As word came that the ruling federal Conservatives would once again introduce a motion to end the long gun registry, we expected a little more fanfare. It was pretty subdued.
With a majority at hand, the passage of that legislation is pretty much a sure thing. For Canadian farmers and long gun enthusiasts that is good News, albeit too late in terms of the massive amount of money spent on setting up the system. Tens of millions in annual operating expenses stand dwarfed by the $2 billion reputed to have been spent to date on this project.
It’s been a boondoggle that illustrates the difficulty that politicians have in reacting to issues. The gun registry was an urban machination by urban politicians to counteract horrific shooting events in cities, most notably the Just Desserts shooting in Toronto.
Many other senseless shootings had the public on edge looking for an answer. Instead of pursuing the criminal element and insisting on real jail time, the registry concept was developed as the answer to indiscriminate street warfare.
Of course, as most farmers and sporting enthusiasts predicted, the criminal element never did register their weapons. Instead, ordinary men and women across Canada went through the motions of registration and lavished the bureaucracy with fees and their time. It was quite shameful, really.
But for those of us who have been around a while, the bungling of good ideas with bad policy goes on all the time. E-health, Waste Diversion Ontario, the Clean Water Act, the Green Energy Act, the Greenbelt Act, the Accessibility for Ontarians with Disabilities Act and so on, are all examples of good ideas that easily can get out of control.
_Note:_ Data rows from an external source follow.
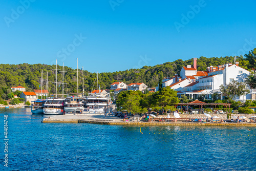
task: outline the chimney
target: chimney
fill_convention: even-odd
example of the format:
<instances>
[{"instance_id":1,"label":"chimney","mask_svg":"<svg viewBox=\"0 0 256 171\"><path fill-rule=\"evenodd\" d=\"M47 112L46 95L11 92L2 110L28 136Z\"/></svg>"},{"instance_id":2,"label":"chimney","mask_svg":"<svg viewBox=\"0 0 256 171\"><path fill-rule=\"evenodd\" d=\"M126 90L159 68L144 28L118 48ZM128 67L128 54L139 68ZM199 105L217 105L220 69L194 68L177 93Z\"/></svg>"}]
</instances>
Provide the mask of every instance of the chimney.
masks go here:
<instances>
[{"instance_id":1,"label":"chimney","mask_svg":"<svg viewBox=\"0 0 256 171\"><path fill-rule=\"evenodd\" d=\"M195 68L196 70L197 69L197 58L196 57L194 57L193 58L194 59L194 68Z\"/></svg>"},{"instance_id":2,"label":"chimney","mask_svg":"<svg viewBox=\"0 0 256 171\"><path fill-rule=\"evenodd\" d=\"M175 74L175 82L178 81L178 74Z\"/></svg>"}]
</instances>

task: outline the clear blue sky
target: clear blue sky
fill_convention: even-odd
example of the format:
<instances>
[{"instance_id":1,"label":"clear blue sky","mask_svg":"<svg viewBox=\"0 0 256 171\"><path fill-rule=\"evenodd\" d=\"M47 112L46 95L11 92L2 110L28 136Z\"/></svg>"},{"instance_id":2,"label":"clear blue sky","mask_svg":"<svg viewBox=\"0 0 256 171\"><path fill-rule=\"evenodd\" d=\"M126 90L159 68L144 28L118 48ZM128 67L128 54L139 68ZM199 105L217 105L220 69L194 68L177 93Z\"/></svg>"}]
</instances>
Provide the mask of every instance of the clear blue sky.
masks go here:
<instances>
[{"instance_id":1,"label":"clear blue sky","mask_svg":"<svg viewBox=\"0 0 256 171\"><path fill-rule=\"evenodd\" d=\"M114 72L256 48L255 1L28 1L1 2L1 63Z\"/></svg>"}]
</instances>

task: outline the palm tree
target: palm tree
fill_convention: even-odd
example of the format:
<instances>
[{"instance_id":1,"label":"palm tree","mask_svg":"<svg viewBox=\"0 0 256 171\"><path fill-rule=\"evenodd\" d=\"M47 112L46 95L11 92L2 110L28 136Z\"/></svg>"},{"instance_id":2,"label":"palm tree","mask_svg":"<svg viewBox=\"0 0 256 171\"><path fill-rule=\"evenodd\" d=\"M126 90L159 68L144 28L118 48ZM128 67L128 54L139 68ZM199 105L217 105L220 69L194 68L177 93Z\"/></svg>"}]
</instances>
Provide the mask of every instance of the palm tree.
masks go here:
<instances>
[{"instance_id":1,"label":"palm tree","mask_svg":"<svg viewBox=\"0 0 256 171\"><path fill-rule=\"evenodd\" d=\"M256 87L256 76L253 75L249 75L245 78L244 82L250 86L251 89L254 89Z\"/></svg>"}]
</instances>

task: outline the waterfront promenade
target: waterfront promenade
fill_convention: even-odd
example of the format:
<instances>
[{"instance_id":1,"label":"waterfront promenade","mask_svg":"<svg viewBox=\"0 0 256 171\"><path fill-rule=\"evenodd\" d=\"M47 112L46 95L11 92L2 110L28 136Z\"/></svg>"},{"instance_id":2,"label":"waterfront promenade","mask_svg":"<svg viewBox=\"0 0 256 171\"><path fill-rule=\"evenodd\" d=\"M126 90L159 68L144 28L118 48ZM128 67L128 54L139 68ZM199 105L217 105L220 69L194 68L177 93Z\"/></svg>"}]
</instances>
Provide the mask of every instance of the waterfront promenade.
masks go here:
<instances>
[{"instance_id":1,"label":"waterfront promenade","mask_svg":"<svg viewBox=\"0 0 256 171\"><path fill-rule=\"evenodd\" d=\"M205 119L206 117L204 115L184 115L181 116L182 118L201 118ZM241 115L240 115L240 116ZM227 119L226 115L222 115L219 116L220 119L223 120ZM255 123L249 123L243 122L241 123L224 122L211 122L209 119L209 122L188 122L186 121L185 119L178 119L177 122L172 122L165 120L164 122L159 122L159 118L165 118L166 116L161 115L156 119L152 119L152 122L144 122L140 118L138 121L138 116L135 116L134 119L133 117L130 117L127 119L127 121L122 121L122 118L118 118L112 116L105 116L100 114L91 114L88 115L56 115L49 116L44 118L42 120L43 123L88 123L101 124L116 124L116 125L222 125L222 126L256 126ZM172 118L172 116L171 116Z\"/></svg>"}]
</instances>

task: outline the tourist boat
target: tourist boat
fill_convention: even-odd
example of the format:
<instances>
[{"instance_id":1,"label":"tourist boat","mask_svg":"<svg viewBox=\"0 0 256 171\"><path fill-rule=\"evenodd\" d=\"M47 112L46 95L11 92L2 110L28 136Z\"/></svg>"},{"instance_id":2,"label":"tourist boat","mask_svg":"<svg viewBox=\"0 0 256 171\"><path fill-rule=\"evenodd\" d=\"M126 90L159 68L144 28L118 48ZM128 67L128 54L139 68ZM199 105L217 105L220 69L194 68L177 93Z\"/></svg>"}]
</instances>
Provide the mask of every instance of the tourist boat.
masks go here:
<instances>
[{"instance_id":1,"label":"tourist boat","mask_svg":"<svg viewBox=\"0 0 256 171\"><path fill-rule=\"evenodd\" d=\"M34 102L34 104L30 105L31 113L33 114L44 114L44 105L46 102L46 100L37 99L31 102Z\"/></svg>"},{"instance_id":2,"label":"tourist boat","mask_svg":"<svg viewBox=\"0 0 256 171\"><path fill-rule=\"evenodd\" d=\"M48 98L44 105L44 114L46 115L62 115L64 113L64 101L62 98Z\"/></svg>"},{"instance_id":3,"label":"tourist boat","mask_svg":"<svg viewBox=\"0 0 256 171\"><path fill-rule=\"evenodd\" d=\"M90 112L109 112L111 104L111 98L109 93L89 93L86 98L86 108L88 109Z\"/></svg>"},{"instance_id":4,"label":"tourist boat","mask_svg":"<svg viewBox=\"0 0 256 171\"><path fill-rule=\"evenodd\" d=\"M67 97L65 99L64 110L66 114L81 113L84 109L84 97Z\"/></svg>"}]
</instances>

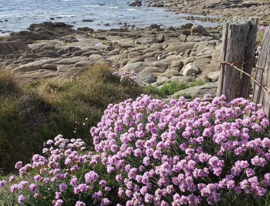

Perhaps an even better local example this week is the Full Day Kindergarten program, which will see millions of tax dollars pumped into what is essentially an expensive babysitting service.
One thing stands certain. The costs for flippant courses of action are a burden for taxpayers with little or no recourse against those who make poor decisions for political effect.
The gun registry might go out with a whimper, but the many other policy directions initiated in recent years will be far harder to shut down than that one.